Ce travail n'est pas, à beaucoup près, si long ni si difficile qu'il le paraît. Les _index_ y seraient d'un secours rapide et incalculable. Si le gouvernement avait exigé des _index_ aux textes anciens qu'il a fait publier, la besogne, serait aujourd'hui bien préparée. Faute de cette précaution, pourtant bien simple, l'utilité de ces publications se trouve restreinte des trois quarts. Par exemple, un bon index où seraient dépouillés fidèlement la _chanson de Roland_, le _livre des Rois_, le commentaire sur Job et les sermons de saint Bernard, nous fournirait le noyau de la langue française; il n'y aurait plus qu'à guetter les accroissements successifs qui l'ont grossi. Ce n'était pas un grand surcroît de peine à l'éditeur, et c'eût été pour le lecteur studieux une différence prodigieuse.

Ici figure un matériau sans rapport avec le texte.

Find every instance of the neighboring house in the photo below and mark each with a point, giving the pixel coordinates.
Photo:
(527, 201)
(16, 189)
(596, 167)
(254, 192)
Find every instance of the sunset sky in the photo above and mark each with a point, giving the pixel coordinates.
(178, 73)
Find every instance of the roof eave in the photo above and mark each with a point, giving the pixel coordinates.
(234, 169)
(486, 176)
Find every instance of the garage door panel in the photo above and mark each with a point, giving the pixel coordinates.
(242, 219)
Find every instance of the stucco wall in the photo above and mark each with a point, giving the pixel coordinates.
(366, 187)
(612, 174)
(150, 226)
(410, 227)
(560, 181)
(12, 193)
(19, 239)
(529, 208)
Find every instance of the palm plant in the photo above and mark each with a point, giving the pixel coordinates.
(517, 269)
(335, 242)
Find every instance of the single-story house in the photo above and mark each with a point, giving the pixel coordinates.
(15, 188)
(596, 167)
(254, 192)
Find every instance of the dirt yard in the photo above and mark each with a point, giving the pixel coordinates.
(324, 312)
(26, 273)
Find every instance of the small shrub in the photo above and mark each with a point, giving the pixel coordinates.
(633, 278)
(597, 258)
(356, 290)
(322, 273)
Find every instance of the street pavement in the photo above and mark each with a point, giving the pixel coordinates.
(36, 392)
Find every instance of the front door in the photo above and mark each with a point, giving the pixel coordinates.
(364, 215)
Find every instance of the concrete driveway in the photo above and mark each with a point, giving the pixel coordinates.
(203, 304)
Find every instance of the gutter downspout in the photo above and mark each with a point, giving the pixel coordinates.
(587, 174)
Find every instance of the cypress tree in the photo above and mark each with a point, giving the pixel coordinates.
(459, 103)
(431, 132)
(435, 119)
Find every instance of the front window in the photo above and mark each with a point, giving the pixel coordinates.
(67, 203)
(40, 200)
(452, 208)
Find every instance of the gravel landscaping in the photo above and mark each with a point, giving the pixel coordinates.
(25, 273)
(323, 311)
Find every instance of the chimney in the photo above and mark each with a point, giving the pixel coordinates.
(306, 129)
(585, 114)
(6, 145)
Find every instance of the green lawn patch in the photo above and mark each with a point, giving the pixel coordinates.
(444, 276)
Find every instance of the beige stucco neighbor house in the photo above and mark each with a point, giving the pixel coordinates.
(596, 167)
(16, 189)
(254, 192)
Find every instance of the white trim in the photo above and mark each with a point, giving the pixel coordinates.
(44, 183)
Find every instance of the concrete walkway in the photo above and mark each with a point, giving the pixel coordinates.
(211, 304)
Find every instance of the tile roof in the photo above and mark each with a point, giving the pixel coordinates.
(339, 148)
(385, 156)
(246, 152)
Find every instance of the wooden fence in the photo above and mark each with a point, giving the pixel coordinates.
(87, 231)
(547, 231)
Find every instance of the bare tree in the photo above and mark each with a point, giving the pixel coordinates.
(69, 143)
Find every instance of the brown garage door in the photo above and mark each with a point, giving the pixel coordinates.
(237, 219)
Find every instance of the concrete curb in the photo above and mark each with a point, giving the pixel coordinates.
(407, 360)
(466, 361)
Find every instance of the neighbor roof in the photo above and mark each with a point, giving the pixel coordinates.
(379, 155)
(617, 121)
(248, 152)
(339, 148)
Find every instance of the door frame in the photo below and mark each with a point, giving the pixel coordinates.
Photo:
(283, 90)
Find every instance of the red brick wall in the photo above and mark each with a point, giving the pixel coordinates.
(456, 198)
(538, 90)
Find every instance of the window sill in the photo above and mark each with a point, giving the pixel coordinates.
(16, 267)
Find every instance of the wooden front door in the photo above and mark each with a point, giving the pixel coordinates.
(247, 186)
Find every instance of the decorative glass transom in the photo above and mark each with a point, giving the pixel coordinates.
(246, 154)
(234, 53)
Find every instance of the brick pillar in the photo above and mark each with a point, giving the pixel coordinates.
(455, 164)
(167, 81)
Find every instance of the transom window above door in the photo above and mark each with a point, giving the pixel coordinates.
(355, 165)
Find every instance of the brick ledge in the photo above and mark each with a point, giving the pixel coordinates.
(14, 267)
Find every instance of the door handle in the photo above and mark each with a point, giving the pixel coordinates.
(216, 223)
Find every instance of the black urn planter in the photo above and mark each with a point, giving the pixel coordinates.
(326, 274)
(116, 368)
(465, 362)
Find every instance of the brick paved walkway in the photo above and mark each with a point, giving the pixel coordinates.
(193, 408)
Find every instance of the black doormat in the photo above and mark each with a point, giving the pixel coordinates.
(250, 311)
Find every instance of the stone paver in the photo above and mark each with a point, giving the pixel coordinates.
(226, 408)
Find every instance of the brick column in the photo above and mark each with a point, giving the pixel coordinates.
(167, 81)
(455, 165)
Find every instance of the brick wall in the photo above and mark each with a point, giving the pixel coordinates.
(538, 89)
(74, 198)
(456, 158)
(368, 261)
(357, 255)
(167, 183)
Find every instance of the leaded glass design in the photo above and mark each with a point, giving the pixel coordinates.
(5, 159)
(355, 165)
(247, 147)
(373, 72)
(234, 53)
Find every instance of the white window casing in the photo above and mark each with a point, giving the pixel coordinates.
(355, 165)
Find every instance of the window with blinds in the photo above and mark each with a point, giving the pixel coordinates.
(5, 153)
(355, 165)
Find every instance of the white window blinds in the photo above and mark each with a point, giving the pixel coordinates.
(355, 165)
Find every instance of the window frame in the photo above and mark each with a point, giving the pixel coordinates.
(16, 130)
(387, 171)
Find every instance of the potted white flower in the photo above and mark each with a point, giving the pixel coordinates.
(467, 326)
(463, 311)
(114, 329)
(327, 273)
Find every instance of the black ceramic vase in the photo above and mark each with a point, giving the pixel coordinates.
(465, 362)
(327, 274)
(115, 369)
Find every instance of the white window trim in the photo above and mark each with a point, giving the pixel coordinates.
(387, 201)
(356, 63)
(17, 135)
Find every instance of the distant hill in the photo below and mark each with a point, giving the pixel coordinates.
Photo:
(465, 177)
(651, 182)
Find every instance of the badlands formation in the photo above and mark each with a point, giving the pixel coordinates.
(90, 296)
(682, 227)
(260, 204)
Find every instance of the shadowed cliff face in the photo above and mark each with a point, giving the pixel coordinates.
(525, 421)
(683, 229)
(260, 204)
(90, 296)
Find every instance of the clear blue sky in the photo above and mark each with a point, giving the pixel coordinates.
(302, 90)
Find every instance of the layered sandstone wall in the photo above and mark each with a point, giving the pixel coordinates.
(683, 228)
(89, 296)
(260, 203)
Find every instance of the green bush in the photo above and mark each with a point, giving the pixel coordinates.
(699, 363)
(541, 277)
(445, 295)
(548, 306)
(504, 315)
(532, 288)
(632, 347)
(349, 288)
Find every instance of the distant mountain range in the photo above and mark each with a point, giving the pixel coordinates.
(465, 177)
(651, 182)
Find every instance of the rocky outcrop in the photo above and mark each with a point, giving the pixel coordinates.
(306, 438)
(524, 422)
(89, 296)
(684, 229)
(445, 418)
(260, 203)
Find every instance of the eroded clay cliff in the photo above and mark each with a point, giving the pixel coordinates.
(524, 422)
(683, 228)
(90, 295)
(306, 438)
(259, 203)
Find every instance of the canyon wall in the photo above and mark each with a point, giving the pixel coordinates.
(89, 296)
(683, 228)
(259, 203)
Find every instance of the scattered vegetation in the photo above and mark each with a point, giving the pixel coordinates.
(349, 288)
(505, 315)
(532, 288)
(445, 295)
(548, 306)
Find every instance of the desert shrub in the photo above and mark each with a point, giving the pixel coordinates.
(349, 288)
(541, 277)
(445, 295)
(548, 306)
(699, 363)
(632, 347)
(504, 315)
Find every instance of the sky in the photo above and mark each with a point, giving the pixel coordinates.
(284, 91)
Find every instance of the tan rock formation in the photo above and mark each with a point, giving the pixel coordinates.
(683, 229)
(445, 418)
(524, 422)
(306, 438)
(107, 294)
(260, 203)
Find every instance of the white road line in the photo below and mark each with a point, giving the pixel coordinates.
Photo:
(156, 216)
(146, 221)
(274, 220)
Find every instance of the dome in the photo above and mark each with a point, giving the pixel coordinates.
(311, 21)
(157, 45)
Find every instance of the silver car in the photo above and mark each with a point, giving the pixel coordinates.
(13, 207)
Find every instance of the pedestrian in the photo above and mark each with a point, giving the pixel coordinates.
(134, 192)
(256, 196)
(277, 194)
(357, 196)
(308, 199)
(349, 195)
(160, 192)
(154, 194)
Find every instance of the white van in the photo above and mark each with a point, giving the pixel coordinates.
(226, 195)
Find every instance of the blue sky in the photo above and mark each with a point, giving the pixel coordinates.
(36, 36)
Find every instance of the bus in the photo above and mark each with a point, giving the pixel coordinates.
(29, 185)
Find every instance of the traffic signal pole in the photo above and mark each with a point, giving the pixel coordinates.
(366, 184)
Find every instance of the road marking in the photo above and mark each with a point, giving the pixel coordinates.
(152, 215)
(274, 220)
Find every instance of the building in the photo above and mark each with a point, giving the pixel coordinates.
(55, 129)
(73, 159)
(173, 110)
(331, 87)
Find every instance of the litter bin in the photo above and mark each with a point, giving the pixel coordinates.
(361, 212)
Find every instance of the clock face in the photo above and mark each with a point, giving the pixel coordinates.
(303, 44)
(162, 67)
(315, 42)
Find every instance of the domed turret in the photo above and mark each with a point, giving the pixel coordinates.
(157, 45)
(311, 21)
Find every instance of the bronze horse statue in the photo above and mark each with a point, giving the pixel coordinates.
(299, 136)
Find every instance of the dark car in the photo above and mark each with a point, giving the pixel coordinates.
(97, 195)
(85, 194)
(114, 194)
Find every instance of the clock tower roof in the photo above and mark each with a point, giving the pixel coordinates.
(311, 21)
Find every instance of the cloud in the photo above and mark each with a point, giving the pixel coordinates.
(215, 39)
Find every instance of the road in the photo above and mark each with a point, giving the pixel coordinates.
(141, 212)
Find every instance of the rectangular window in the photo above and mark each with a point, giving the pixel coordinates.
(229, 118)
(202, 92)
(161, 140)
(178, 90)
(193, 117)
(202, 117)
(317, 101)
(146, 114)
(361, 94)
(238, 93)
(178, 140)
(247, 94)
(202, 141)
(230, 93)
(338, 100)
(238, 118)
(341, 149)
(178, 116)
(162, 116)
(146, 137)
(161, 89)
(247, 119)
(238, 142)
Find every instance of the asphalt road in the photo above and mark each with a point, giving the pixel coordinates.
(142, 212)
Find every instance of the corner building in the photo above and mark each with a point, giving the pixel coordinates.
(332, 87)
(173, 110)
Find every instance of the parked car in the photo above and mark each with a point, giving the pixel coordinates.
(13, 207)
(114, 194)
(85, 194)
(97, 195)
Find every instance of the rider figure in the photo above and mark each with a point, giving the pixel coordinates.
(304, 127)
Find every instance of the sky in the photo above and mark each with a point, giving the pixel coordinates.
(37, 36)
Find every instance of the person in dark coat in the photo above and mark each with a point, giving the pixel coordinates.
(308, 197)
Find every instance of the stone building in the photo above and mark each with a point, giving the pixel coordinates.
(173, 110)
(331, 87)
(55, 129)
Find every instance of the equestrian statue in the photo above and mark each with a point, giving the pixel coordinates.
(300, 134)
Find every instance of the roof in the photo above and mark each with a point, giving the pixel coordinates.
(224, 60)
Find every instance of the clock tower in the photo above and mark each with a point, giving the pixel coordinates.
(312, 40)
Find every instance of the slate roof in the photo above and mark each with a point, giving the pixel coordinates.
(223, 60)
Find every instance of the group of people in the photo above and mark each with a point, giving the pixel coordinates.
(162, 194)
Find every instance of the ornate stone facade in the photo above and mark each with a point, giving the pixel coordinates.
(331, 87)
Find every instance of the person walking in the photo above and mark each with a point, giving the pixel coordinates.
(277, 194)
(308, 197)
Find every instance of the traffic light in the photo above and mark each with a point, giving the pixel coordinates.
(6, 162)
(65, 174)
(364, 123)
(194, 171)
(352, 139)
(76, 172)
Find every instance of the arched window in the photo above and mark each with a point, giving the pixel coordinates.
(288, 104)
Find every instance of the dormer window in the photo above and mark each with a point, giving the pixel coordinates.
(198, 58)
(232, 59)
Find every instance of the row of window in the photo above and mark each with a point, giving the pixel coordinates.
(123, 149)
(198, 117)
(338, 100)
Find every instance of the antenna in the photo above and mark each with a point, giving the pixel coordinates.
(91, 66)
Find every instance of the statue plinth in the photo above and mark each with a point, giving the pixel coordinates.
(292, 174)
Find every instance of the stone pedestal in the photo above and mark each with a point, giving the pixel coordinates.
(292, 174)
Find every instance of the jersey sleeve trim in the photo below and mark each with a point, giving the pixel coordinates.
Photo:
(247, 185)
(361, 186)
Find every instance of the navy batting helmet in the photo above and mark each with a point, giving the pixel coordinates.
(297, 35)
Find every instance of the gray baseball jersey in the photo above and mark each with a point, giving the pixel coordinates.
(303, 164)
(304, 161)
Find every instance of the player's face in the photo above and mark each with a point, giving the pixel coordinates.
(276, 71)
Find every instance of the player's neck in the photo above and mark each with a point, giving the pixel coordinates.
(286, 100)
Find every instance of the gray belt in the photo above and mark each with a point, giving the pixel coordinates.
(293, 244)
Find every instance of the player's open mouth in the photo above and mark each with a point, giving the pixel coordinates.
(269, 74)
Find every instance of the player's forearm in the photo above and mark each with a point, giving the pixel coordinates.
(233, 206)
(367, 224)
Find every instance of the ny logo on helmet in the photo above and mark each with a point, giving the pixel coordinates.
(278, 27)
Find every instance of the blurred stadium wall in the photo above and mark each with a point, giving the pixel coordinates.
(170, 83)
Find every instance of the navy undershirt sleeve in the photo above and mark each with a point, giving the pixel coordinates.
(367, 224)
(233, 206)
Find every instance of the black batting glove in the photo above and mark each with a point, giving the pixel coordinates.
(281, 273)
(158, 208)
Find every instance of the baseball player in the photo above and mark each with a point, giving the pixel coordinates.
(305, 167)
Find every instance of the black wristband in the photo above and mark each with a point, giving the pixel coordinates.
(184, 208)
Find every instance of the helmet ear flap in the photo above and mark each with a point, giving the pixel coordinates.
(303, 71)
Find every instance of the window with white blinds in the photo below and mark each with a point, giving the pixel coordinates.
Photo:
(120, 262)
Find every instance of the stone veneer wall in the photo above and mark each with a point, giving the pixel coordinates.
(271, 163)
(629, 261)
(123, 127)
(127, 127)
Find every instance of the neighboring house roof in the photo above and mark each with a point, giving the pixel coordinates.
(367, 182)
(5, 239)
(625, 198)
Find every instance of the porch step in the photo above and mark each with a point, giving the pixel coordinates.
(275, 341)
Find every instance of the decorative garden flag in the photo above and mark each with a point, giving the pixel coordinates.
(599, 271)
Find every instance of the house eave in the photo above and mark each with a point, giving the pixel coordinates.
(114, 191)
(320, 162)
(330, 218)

Voltaire voulait les étymologies, avec raison. L'étymologie tient à l'histoire politique et morale de la nation, et renferme le secret de la langue. L'Académie n'en donne aucune, parce que, dit sa préface, c'est un travail qu'il ne faut point essayer à demi. Mais c'est là un tour de rhétorique. La maxime est leste et commode pour se dispenser d'un embarras, ou pallier quelque chose de pis. Comment! parce que sur vingt-huit mille mots il y en aura le quart dont l'étymologie vous échappe, il faut que j'ignore les trois autres quarts[138]? Parce que vous ne pouvez payer la dette entière, vous vous croyez autorisé à me faire banqueroute du tout! Et vous venez de sang-froid me proposer ce beau principe! En vérité, c'est une étrange doctrine pour une Académie! Je doute qu'aucun créancier l'acceptât de son débiteur: Eh! mon ami, paye-moi toujours ce que tu pourras: je t'attendrai pour le reste.

[138] Cette proportion est très-exagérée, à dessein; car il ne serait besoin que de l'étymologie des racines.

Mon fils n'a pas en lui l'étoffe d'un Jean-Jacques ni d'un Montesquieu; il est donc inutile de lui faire apprendre à lire et à écrire. Que penseriez-vous d'un père qui raisonnerait de la sorte? Il serait hué par les marmots des frères Ignorantins.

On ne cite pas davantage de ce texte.